Storia del fruttivendolo multato per aver scritto «fagiolini siciliani» invece di «fagiolini italiani»

I fagiolini siciliani costano cari al fruttivendolo Gianni, un’istituzione al mercato di Piazza Vittoria a Trento. Settecentosettanta euro di multa: a tanto ammonta la sanzione comminata al verduraio trentino, «colpevole» di aver omesso dall’etichetta la parola magica: «origine Italia», come prescritto dalle norme sull’etichettatura dei prodotti alimentari. Ci sarebbe da ridere per la stupidità che guida l’azione dei nostri apparati burocratici. Sennonché Giovanni Endrizzi, di mestiere verduraio a Trento da ventiquattro anni, quei soldi rischia di sborsarli davvero.

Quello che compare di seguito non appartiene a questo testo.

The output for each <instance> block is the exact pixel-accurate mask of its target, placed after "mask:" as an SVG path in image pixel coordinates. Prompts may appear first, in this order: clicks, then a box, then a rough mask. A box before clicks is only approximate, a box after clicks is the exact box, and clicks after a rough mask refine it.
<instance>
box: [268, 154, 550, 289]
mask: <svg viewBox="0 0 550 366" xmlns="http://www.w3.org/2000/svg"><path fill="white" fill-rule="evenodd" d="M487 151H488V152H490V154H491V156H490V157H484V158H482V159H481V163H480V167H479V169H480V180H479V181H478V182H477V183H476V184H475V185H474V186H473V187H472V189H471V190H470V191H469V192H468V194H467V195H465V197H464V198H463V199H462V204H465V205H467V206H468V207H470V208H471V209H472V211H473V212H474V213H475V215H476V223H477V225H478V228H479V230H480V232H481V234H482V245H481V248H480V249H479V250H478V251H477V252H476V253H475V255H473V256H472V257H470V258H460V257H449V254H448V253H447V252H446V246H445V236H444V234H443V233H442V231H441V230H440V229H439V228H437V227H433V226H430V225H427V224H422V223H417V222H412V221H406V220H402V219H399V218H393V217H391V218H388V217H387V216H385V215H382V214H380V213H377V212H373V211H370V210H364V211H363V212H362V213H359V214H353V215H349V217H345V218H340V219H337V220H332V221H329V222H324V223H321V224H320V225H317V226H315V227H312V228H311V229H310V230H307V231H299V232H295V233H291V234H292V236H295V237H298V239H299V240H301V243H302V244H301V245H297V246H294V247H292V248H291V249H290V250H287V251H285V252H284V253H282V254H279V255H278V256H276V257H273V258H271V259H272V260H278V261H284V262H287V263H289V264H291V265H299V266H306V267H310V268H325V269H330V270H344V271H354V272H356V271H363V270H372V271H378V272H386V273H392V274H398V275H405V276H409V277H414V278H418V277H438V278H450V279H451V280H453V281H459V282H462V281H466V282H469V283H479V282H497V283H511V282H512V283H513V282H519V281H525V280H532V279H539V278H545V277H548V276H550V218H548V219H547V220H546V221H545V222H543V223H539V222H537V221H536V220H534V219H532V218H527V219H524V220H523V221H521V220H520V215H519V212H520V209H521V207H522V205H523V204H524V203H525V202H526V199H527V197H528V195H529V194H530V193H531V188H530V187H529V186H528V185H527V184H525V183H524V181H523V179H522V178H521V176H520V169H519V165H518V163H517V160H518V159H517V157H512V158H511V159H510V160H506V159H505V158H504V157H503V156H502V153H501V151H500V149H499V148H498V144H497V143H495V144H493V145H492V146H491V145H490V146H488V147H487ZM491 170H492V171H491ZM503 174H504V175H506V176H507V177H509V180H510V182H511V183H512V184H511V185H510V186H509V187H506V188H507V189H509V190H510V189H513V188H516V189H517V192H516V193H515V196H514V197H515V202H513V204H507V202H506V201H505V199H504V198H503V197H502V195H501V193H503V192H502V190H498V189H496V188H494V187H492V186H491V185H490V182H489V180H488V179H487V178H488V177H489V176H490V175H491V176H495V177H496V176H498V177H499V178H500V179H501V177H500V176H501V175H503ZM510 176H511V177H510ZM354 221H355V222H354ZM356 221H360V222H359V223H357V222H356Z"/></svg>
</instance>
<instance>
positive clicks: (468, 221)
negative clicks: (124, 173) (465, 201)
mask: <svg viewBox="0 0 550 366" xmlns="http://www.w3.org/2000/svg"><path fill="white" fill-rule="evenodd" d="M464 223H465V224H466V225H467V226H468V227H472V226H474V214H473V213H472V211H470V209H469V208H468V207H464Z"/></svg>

La vicenda inizia circa quattro mesi fa quando tra i banchi di Piazza Vittoria si presentano gli ispettori di Agecontrol, l’agenzia del Ministero della politiche agricole, incaricata di effettuare i controlli di conformità alle norme su frutta e verdura fresche. Giunti al banco di Endrizzi i controllori, come riferisce il quotidiano online Trentino, contestano l’etichetta delle tegoline che riporta la scritta «fagiolini siciliani» e non «Italia». In pratica scrivere sul cartellino che la verdura proviene dalla Sicilia non è sufficiente, come se l’isola più grande del Mediterraneo non godesse soltanto dello statuto speciale. Ma fosse del tutto un altro Paese. Alle rimostranze di Endrizzi sulla inequivocabilità dell’origine tricolore dei fagiolini, gli ispettori rispondono che debba essere invece presa in considerazione l’ipotesi che fra i frequentatori del mercato ci possa pure essere qualcuno che non sappia dove si trovi la Sicilia.

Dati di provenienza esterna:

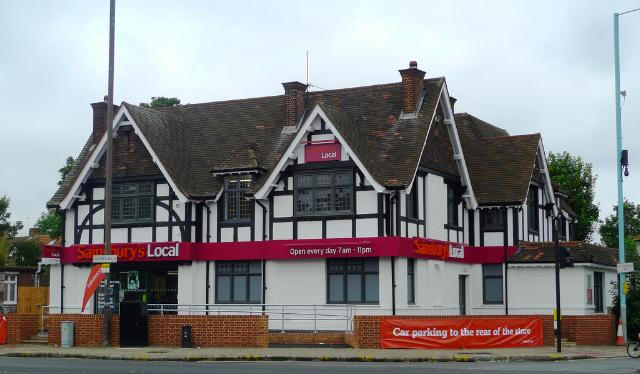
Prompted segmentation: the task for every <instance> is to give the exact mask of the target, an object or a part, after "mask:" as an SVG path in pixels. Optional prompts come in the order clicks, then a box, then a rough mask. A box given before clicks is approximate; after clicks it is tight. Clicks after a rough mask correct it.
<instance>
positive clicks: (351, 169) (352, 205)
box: [293, 169, 355, 217]
mask: <svg viewBox="0 0 640 374" xmlns="http://www.w3.org/2000/svg"><path fill="white" fill-rule="evenodd" d="M327 174H330V175H331V179H332V181H331V184H319V183H318V182H317V178H318V177H319V176H320V175H327ZM339 174H346V175H348V176H349V182H348V183H339V182H336V176H337V175H339ZM303 177H311V178H312V182H310V183H309V184H308V185H306V186H300V184H299V181H300V179H302V178H303ZM338 188H342V189H347V190H348V191H347V193H348V195H349V209H348V210H335V207H336V206H337V200H338V197H337V196H338V194H337V193H336V189H338ZM328 189H331V190H332V192H331V197H330V200H331V201H330V203H329V204H330V205H331V207H330V210H318V208H317V205H316V204H317V197H316V196H317V193H318V192H319V191H323V190H328ZM303 190H307V191H310V195H311V201H310V205H311V208H310V210H309V211H300V209H299V208H300V204H299V196H300V193H301V191H303ZM343 192H344V191H343ZM354 211H355V176H354V172H353V169H328V170H319V171H311V172H308V171H307V172H299V173H295V174H293V215H294V216H295V217H321V216H339V215H352V214H354Z"/></svg>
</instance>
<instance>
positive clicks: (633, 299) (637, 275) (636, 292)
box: [609, 237, 640, 337]
mask: <svg viewBox="0 0 640 374" xmlns="http://www.w3.org/2000/svg"><path fill="white" fill-rule="evenodd" d="M624 253H625V261H626V262H633V265H634V268H635V269H640V256H638V253H637V251H636V243H635V240H633V238H632V237H627V238H626V239H625V241H624ZM627 281H628V282H629V292H628V293H627V298H626V303H627V336H632V337H636V336H638V333H640V276H638V275H636V273H628V274H627ZM619 291H620V288H619V287H618V282H611V289H610V291H609V293H611V294H612V295H613V305H614V307H613V312H614V314H616V315H617V316H618V317H619V316H620V299H619Z"/></svg>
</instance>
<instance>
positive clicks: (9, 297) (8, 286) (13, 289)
mask: <svg viewBox="0 0 640 374" xmlns="http://www.w3.org/2000/svg"><path fill="white" fill-rule="evenodd" d="M17 301H18V276H17V275H16V274H7V275H5V281H4V303H5V304H15V303H16V302H17Z"/></svg>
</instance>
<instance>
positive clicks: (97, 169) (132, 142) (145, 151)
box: [89, 126, 162, 180]
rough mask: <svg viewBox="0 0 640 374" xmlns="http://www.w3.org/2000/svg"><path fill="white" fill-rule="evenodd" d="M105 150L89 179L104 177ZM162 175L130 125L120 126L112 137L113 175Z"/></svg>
mask: <svg viewBox="0 0 640 374" xmlns="http://www.w3.org/2000/svg"><path fill="white" fill-rule="evenodd" d="M106 158H107V157H106V152H105V154H103V155H102V157H100V161H99V162H98V165H99V166H98V167H97V168H96V169H94V170H93V171H92V172H91V174H90V176H89V179H90V180H91V179H102V178H105V177H106V169H105V164H106ZM151 175H162V172H161V171H160V169H159V168H158V166H157V165H156V163H155V162H153V158H152V157H151V155H150V154H149V151H148V150H147V148H146V147H145V146H144V144H143V143H142V140H141V139H140V137H139V136H138V135H137V134H136V133H135V132H134V131H133V128H132V127H131V126H121V127H119V128H118V130H117V131H116V137H115V138H114V139H113V176H114V177H139V176H151Z"/></svg>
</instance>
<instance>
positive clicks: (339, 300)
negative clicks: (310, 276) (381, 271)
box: [327, 258, 379, 304]
mask: <svg viewBox="0 0 640 374" xmlns="http://www.w3.org/2000/svg"><path fill="white" fill-rule="evenodd" d="M327 279H328V282H327V302H328V303H330V304H356V303H362V304H364V303H369V304H374V303H377V302H378V300H379V296H378V288H379V287H378V259H377V258H365V259H352V258H348V259H329V260H327Z"/></svg>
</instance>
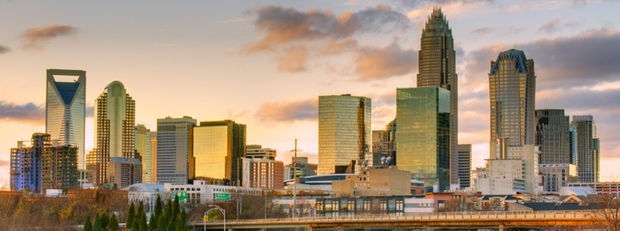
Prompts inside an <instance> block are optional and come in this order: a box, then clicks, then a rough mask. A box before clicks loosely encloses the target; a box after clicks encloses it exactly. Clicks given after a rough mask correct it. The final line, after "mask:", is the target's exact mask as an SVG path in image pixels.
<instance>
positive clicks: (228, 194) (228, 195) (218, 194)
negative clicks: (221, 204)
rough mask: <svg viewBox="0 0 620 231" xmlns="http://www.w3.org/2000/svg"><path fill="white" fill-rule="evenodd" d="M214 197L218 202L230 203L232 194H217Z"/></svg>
mask: <svg viewBox="0 0 620 231" xmlns="http://www.w3.org/2000/svg"><path fill="white" fill-rule="evenodd" d="M214 197H215V200H216V201H229V200H230V193H215V194H214Z"/></svg>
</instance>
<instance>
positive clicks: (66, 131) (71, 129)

A quattro mesi di distanza al verduraio arriva una missiva con l’ammontare della multa: 770 euro. E a scanso di equivoci gli zelanti controllori ministeriali specificano nella motivazione che il commerciante «ometteva l’indicazione del Paese di origine, Italia, sul cartello apposto accanto a una partita di fagiolini freschi esitata per la vendita al dettaglio, ove veniva riportata la dicitura: siciliani». Di solito si dice che la legge non contempla l’ignoranza, in questo caso par vero il contrario: proprio a beneficio di consumatori così ignoranti in geografia da non sapere a quale Paese appartenga la Sicilia, il ministero impone di specificare l’origine nazionale di frutta e verdura. «Capisco se avessi tentato di truffare», ha dichiarato al giornale online il fruttivendolo, «magari scrivendo una provenienza falsa, ma in questo caso non c’è alcuna intenzione di dichiarare una cosa non vera. Penso che in questi controlli ci voglia il buon senso e siano ben altre le truffe e le contraffazioni».

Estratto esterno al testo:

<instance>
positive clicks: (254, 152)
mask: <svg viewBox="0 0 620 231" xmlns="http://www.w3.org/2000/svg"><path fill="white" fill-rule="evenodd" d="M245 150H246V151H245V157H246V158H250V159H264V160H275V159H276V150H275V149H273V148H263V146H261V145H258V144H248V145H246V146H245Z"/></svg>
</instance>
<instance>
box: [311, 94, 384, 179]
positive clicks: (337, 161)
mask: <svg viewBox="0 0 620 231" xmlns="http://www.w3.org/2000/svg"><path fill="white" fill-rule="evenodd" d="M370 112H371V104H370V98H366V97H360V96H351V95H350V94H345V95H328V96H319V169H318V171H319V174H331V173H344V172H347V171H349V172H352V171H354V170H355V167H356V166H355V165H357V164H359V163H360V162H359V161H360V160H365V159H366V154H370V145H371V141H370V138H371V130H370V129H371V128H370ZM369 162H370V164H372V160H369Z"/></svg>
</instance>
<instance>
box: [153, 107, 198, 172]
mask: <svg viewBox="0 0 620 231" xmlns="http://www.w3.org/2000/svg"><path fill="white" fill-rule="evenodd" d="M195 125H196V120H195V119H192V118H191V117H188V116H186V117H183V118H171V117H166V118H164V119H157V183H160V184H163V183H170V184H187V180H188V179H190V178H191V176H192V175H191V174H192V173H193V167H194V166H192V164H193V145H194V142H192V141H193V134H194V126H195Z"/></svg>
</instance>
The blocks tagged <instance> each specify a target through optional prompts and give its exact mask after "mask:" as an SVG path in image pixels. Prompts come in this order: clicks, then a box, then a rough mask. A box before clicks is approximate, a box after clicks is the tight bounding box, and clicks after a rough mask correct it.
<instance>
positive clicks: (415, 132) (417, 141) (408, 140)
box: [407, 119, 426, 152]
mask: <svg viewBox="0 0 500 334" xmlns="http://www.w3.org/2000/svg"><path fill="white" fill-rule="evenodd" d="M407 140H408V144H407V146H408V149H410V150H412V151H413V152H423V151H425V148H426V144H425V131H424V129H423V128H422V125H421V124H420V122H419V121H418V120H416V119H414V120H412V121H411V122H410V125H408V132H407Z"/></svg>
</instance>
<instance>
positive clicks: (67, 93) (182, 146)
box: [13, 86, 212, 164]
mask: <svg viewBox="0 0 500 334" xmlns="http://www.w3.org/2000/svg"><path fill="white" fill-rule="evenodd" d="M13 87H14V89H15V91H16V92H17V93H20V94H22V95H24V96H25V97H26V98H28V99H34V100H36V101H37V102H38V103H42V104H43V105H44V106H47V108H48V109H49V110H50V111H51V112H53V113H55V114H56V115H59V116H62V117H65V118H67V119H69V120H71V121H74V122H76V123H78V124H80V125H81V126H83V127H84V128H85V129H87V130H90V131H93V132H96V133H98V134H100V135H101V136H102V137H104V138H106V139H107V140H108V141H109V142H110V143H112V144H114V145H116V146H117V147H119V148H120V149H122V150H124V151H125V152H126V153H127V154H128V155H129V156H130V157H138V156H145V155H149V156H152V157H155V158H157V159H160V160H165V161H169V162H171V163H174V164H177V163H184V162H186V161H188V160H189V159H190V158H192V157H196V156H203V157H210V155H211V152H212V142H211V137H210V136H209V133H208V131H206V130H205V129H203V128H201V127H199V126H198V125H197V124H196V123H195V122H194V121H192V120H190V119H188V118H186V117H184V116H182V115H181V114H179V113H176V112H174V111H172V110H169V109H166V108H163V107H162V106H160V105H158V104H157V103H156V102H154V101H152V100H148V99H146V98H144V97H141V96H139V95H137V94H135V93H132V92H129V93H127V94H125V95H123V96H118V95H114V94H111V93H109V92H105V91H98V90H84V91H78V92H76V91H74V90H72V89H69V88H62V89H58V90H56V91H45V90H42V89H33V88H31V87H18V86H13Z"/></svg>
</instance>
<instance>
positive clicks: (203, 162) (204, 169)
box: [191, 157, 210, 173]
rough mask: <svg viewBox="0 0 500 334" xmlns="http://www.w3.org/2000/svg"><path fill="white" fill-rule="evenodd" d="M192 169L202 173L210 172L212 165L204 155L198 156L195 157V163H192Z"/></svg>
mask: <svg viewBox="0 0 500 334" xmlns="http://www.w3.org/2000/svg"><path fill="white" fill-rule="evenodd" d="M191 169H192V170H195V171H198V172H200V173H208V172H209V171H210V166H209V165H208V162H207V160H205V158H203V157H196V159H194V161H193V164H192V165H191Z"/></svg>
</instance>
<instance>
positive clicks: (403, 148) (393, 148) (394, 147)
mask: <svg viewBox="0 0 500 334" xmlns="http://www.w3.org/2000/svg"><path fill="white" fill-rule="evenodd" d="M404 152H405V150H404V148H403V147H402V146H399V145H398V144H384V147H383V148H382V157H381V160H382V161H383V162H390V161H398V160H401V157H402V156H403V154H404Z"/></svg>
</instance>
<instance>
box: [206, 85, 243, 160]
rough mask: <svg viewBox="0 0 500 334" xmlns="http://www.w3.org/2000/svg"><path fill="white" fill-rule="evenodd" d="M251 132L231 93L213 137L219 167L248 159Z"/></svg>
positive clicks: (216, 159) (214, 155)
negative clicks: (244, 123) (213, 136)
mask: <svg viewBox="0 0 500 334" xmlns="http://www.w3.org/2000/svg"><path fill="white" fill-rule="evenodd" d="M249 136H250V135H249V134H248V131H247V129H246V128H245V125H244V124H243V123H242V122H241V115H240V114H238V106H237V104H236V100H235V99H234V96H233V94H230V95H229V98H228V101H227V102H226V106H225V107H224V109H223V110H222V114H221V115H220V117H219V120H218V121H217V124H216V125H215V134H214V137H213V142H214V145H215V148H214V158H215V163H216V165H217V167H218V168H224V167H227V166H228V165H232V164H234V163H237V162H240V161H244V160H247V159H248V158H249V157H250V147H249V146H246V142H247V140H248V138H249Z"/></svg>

In attesa di capire cosa deciderà il giudice di pace a cui si è rivolto Endrizzi, non possiamo che dargli ragione. Negli alimentari, al di fuori dei prodotti a Denominazione d’origine protetta, le Dop, c’è poco di identificabile come italiano e che sia realmente tale. Formaggi con tanto di nastrini e coccarde tricolori fatti con latte tedesco, prosciutti dai nomi italianissimi ottenuti a partire da cosce di maiale olandesi, pasta contenente grano ucraino o addirittura canadese.
La confusione sulla reale provenienza di quel che gli italiani portano a tavola ogni giorno è massima. Senza contare i 70 miliardi di euro di falso made in Italy venduto in giro per il mondo, l’italian sounding, i nostri carrelli della spesa straboccano di cibi italiani soltanto nel nome o nella marca. Eppure i consumatori non hanno modo di accorgersene, grazie ai regolamenti europei sull’etichettatura degli alimenti che privilegiano l’opacità. In ossequio ai desiderata delle lobby della grande industria alimentare.
Alla fine però, anziché i veri taroccatori, le multe le prende chi, forse per eccesso di trasparenza, non si ferma al Paese nella dichiarazione dell’origine, ma cita la regione. La macchina del gusto made in Ue (e di riflesso made in Italy) funziona con queste regole demenziali.